Mar 14th, 2017: Deep Learning

Anything you can do they can do better,
They can do anything better than you.
Not you, humans. They are computers used to design things, especially 3-D printed things.



Quote:
What happens when you have Deep Learning begin to generate your designs? The commons misconception would be that a machine’s design would look ‘mechanical’ or ‘logical’. However, what we seem to be finding is that they look very organic, in fact they look organic or like an alien biology. Take a look at some of these fascinating designs.


Quote:
“This is not only an exciting development for the construction sector, but many other industries as well. In the case of this particular piece, the height is approximately half that of one designed for traditional production methods, while the direct weight reduction per node is 75%. On a construction project that means we could be looking at an overall weight reduction of the total structure of more than 40%. But the really exciting part is that this technique can potentially be applied to any industry that uses complex, high quality, metal products.”

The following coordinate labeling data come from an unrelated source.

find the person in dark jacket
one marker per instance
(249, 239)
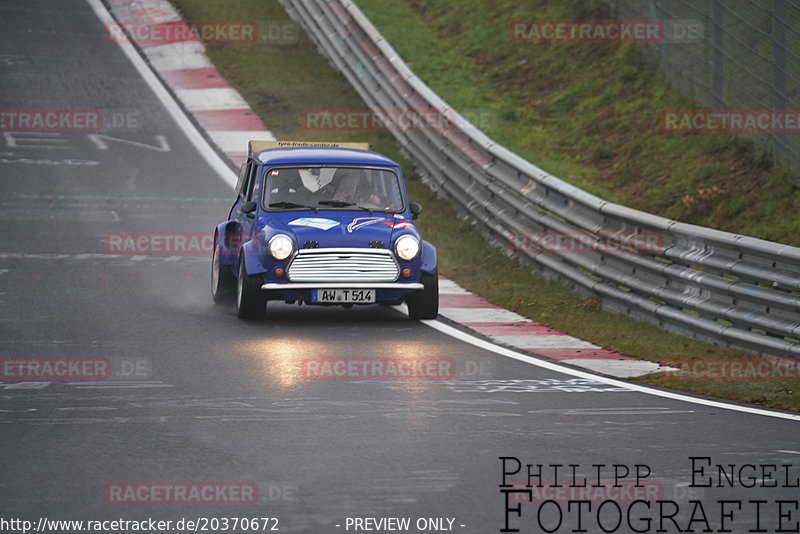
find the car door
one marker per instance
(248, 189)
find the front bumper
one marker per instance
(341, 285)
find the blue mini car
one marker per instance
(322, 224)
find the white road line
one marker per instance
(618, 368)
(482, 315)
(27, 385)
(545, 342)
(177, 56)
(448, 287)
(214, 160)
(234, 140)
(214, 98)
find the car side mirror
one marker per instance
(249, 207)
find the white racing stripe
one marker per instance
(545, 342)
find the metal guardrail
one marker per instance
(729, 289)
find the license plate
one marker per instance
(344, 296)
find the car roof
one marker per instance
(322, 156)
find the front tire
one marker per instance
(251, 301)
(424, 304)
(223, 282)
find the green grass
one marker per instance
(281, 82)
(589, 113)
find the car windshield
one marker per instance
(332, 188)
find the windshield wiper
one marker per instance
(284, 204)
(343, 204)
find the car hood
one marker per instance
(341, 228)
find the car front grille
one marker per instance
(343, 265)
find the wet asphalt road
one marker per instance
(199, 396)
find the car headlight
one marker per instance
(281, 246)
(407, 247)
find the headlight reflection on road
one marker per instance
(281, 359)
(289, 361)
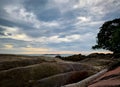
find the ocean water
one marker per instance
(49, 55)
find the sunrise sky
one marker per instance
(53, 26)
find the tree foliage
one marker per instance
(109, 36)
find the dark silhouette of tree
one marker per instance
(109, 36)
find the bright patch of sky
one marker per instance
(53, 26)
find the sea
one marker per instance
(49, 55)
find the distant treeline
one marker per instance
(80, 57)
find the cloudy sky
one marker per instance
(53, 26)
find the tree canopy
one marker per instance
(109, 36)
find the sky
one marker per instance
(53, 26)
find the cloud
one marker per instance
(64, 25)
(21, 15)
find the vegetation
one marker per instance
(109, 36)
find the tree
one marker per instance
(109, 36)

The computer calculates the stresses, knows the material's strength and calculates what is needed.
Fine, but what is the calculation using for data? Tables somebody gave it? Are the accurate?
If you tell it to design for maximum weight savings you get a design the is just strong enough for the parameters it's given.
If you tell it to program for low cost it depends on the data for a safe design.
I can see a lot of slaves in this woodpile.

link


Beest  Tuesday Mar 14 08:46 AM

The stress optimized designs are certainly weird looking. I've not seen any in practical use, that bicycle part looks like it would be an 'interesting' test.

Of course in an engineering design required strength is calculated, then a safety factor applied, cost and weight are minimized to provide this level of strength.
Light weighting is a big deal in automotive design currently, reducing weight to help meet fuel efficiency standards.



xoxoxoBruce  Tuesday Mar 14 08:59 AM

Quote:
Originally Posted by Beest View Post
Of course in an engineering design required strength is calculated, then a safety factor applied, cost and weight are minimized to provide this level of strength.
Yes, when engineers do it, but what happens when the design engineers are replaced with contract hungry programmers, who win or fold?
Quote:
Light weighting is a big deal in automotive design currently, reducing weight to help meet fuel efficiency standards.
When I look at that frame design the thing that comes to mind is how the fuck do you repair that?


Undertoad  Tuesday Mar 14 09:01 AM

You 3D print an exact duplicate part. Takes 5 minutes!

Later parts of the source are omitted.